Quanto à Mensagem, nada se acrescentaria, se não que é hoje o segundo livro nacional dos portugueses, já que o primeiro é Os Lusíadas, que resistiu e resistirá aos séculos. Ambos próximos, de resto, embora diferentes pela forma, mas não tão distantes do sentido. Obra tão significativa que, ao longo dos 44 poemas, Mensagem sintetiza não apenas a história de Portugal, mas a de outros países de língua portuguesa, visto que há figuras simbolicamente comunitárias, conforme ocorre com o extraordinário “imperador da língua portuguesa”, Padre Antônio Vieira. E as constantes referências ao espírito messiânico ajustam-se perfeitamente à vastidão de uma alargada comunidade, sobreposta à cor da pele e à religião (“Louco, sim, louco, porque quis grandeza”, escreve, pensando em d. Sebastião, o mito que passou de Portugal ao Brasil).

Há nesta obra toda impregnada de mistério, que vai da mitologia até ao mais avançado cientifismo, uma dimensão igualmente continental européia: “A Europa jaz, posta nos cotovelos: / De Oriente a Ocidente, jaz, fitando (...) / o Ocidente, futuro do passado.” Simbolismo ainda evidente quando, na sombra do “S. Portugal em ser”, o poeta vê ao alcance do Infante “o globo mundo em sua mão”. E tudo por haver um Quinto Império – após a Grécia, Roma, a Cristandade e a Europa:

“O mito é o nada que é tudo.

O mesmo sol que abre os céus

É um mito brilhante e mudo.”

Há verdades que transcendem o real, estão para lá do visível e do compreensível. Mas nem por isso deixam de ser verdades, pelo menos na sinceridade do poeta não-fingidor (é que nem sempre ele finge):

“Deus quer, o homem sonha, a obra nasce.

Deus quis que a terra fosse toda uma,

Que o mar unisse, já não separasse.

Sagrou-te, e foste desvendando a espuma.

E a orla branca foi de ilha em continente,

Clareou, correndo, até ao fim do mundo,

E viu-se a terra inteira, de repente,

Surgir, redonda, do azul profundo.”

A nova edição de Mensagem foi impressa agora com uma “atualização ortográfica”, iniciativa discutível, tanto mais que Fernando Pessoa se debruçou sobre o tema e considerou “o sistema ortográfico português (...) talvez o mais perfeito que se conhece.” As considerações pessoanas foram motivadas pela Reforma Ortográfica de 1911, acerca da qual escreveu: “Além do impatriotismo, foi o acto imoral e impolítico. Foi imoral porque se dispôs de uma coisa de que não éramos os únicos donos. A língua e, portanto, a ortografia portuguesa, é profundamente conjunta de Portugal e do Brasil. Se, como era nossa obrigação, o houvéssemos consultado, haveríamos, pelo menos, limitado na reforma. O Brasil, apegado como era e é à ortografia antiga, ter-nos-ia desaconselhado dela. E, fazendo-o, fomos impolíticos. Praticamos um ato que, à parte ser desnecessário, ou, pelo menos, não urgente, foi abrir uma cisão cultural entre nós e o Brasil, e, por esse motivo e por outros, prejudicou, naquele país, os interesses de autores e editores portugueses.”

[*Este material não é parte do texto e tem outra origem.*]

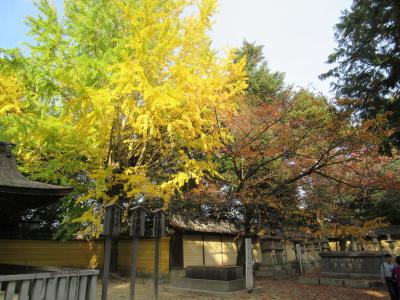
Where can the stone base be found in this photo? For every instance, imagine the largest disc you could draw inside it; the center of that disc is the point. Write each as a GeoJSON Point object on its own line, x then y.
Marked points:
{"type": "Point", "coordinates": [350, 275]}
{"type": "Point", "coordinates": [221, 286]}
{"type": "Point", "coordinates": [340, 282]}
{"type": "Point", "coordinates": [275, 271]}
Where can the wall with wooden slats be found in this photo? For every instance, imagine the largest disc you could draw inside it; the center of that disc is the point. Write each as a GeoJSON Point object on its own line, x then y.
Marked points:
{"type": "Point", "coordinates": [145, 259]}
{"type": "Point", "coordinates": [81, 254]}
{"type": "Point", "coordinates": [217, 250]}
{"type": "Point", "coordinates": [192, 250]}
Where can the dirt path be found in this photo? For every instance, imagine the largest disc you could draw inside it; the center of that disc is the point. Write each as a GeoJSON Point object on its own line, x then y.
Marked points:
{"type": "Point", "coordinates": [271, 290]}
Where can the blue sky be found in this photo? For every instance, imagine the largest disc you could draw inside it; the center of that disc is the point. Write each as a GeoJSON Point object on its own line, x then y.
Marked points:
{"type": "Point", "coordinates": [298, 35]}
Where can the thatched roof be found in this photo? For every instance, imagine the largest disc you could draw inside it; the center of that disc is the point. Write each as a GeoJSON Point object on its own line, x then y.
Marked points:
{"type": "Point", "coordinates": [13, 185]}
{"type": "Point", "coordinates": [179, 224]}
{"type": "Point", "coordinates": [383, 231]}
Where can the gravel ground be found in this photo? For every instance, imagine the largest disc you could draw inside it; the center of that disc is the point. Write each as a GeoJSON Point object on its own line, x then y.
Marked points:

O responsável por esta edição da Mensagem considera que a ortografia pessoana já “era arcaica em relação à Convenção dominante nesse tempo, o que poderia ser recebido, como por vezes o é, como uma ortografia simbólica e intocável”. A ensaísta Maria Aliete Galhoz, quando fez a introdução geral à Obra Poética (ed. Aguilar, RJ., 1960), justificou inequivocamente a sua opção: “Respeita-se neste livro a ortografia original do autor, por tratar-se do único livro publicado por ele, além de ter um certo valor simbólico que não parece justo suprimir.” E outra pessoana de mérito, Teresa Rita Lopes, manteve a grafia original das centenas de inéditos que pioneiramente descobriu (com os participantes do Centro de Estudos do Modernismo, do qual supomos integrante o professor Cabral Martins), a maioria dos quais não tem com certeza o simbolismo da Mensagem.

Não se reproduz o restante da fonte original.